Keeping the grass on, according to Domingo, helps provide an extra bit of pace and bounce but he is also expecting some turn, although Carter explained it won't be emphatic: "We don't get that sharp, fizzing turn here, it's more likely to be slow turn. There will be something with the new ball, it will go around a bit but if it gets to day four and five, the spinners will come into it."
Sounds like the perfect conditions for a Test, which may be why South Africa's record at the ground is almost as even as it comes. Overall, they have played 26 Tests at St George's Park, won 10, lost 11 and drawn five. Since readmission, success has shifted slightly in their favour: post-1991, they have won six, lost four and drawn four, including their most recent one against West Indies in 2014. That match did not even get into a second innings for either side, a full day was lost to rain and there were several other interruptions. The forecast does not indicate anything similar this time.
Interestingly, West Indies got the better of South Africa at the same venue lost to Pakistan there; in December, to West Indies. The ground did not host a Test for five years after that. Carter said he didn't think the results had anything to do with that but the coincidence still raises the question.

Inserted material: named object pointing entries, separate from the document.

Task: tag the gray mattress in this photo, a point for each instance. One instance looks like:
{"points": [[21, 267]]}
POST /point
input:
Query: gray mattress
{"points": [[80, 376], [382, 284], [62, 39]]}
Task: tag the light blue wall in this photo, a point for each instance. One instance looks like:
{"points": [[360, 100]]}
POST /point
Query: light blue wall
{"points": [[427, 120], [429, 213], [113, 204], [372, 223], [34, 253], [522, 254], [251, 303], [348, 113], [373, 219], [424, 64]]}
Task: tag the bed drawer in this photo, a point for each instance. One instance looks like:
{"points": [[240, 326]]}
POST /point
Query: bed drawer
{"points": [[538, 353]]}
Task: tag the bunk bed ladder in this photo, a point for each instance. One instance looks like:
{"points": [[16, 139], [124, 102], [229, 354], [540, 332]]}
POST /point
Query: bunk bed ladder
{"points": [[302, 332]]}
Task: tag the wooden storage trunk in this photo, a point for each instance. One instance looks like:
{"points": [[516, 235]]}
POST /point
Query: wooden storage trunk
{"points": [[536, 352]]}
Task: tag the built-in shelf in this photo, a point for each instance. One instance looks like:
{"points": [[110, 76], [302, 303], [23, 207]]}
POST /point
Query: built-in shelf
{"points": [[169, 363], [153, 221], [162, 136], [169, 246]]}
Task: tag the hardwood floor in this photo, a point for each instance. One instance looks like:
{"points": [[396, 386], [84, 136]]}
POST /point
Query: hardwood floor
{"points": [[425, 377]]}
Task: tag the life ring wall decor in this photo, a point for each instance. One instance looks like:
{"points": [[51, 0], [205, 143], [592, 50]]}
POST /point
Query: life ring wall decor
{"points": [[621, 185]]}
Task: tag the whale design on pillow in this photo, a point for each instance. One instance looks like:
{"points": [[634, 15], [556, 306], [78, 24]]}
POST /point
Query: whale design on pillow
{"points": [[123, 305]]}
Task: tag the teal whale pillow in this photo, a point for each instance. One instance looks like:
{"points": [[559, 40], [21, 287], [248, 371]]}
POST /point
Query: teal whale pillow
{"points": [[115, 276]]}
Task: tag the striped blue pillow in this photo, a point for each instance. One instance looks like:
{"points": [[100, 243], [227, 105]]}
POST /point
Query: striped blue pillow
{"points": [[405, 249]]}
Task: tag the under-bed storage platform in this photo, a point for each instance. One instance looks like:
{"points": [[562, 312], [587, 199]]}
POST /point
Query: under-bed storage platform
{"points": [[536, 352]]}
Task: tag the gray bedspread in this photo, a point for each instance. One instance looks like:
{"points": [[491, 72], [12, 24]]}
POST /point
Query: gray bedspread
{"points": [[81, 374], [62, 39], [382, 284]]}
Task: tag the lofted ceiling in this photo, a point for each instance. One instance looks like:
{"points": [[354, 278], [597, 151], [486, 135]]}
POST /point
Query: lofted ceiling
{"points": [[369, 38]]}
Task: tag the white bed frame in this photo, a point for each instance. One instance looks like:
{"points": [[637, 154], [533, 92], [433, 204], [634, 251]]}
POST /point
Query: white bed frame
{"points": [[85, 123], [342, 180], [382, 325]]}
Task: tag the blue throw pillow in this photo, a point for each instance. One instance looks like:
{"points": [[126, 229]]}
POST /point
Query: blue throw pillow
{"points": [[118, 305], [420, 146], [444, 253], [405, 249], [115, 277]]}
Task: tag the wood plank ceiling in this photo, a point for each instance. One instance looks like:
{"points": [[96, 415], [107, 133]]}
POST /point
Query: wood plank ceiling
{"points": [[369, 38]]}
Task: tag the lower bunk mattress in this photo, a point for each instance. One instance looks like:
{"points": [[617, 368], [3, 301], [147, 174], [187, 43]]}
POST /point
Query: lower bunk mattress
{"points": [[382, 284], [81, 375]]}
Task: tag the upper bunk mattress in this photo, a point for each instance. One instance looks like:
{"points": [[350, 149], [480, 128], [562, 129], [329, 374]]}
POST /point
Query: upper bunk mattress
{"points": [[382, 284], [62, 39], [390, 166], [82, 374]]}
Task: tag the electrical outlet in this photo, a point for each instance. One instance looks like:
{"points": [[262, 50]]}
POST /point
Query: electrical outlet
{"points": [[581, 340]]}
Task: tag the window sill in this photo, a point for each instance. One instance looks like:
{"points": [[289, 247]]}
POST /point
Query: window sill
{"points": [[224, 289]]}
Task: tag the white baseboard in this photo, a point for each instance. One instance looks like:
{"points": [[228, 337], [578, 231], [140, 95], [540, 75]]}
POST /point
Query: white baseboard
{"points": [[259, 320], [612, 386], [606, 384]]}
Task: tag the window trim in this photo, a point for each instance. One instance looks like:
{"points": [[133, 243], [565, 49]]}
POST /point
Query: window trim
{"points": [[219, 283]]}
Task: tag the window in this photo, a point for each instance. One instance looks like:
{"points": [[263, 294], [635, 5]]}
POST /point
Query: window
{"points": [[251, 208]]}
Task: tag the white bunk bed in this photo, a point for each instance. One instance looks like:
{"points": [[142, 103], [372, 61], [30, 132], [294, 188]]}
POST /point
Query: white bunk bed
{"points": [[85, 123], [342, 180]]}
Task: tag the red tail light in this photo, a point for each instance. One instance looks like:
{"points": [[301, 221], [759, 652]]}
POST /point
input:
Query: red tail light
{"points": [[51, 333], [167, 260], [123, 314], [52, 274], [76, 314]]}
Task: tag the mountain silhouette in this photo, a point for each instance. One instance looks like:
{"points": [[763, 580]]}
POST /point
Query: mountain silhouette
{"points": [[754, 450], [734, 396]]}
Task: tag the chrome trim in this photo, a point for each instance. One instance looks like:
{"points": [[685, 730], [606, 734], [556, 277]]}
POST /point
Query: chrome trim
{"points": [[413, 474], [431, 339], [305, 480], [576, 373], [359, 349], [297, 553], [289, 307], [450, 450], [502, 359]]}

During that break, Carter and his team imported bully grass from SuperSport Park, to see if they could inject some life into their surfaces, but found it didn't make much difference. Carter has accepted that Port Elizabeth is what it is and he is proud of it. "Every ground must have its own unique characteristics," he said. "Of course, teams have to have home ground advantage and ours is a little different."
Instead of pace and bounce, the home side can benefit from reverse swing. You need only think back to Dale Steyn's performance against Australia in 2014 for a reminder of what Domingo is looking forward to. "The ball tends to reverse here because of the abrasiveness of the wicket, which helps our seamers," he said.
Of course, there is no Steyn this time but South Africa have other options. Kyle Abbott and local lad Wayne Parnell - who may not make the XI - will be relishing the chance to play here. The batsmen, perhaps a little less so. They will have to display temperament and technique but Domingo is confident they are up for that. "It's a wicket where you have got to be patient. You've got to grind out runs and that's the strength of our side: we are able to withstand those periods," he said.
So the series is set to start with a test of will and a fairly warm welcome to Sri Lanka. They have never played a Test at St George's Park and even if they don't like the surface so much, they will definitely like the atmosphere. The brass band makes it as lively as the papare ones do back home and the strong support, although partisan, enjoy making new friends. All in all, it's the gentlest start Sri Lanka could have wanted and the most hospitable one South Africa could have given.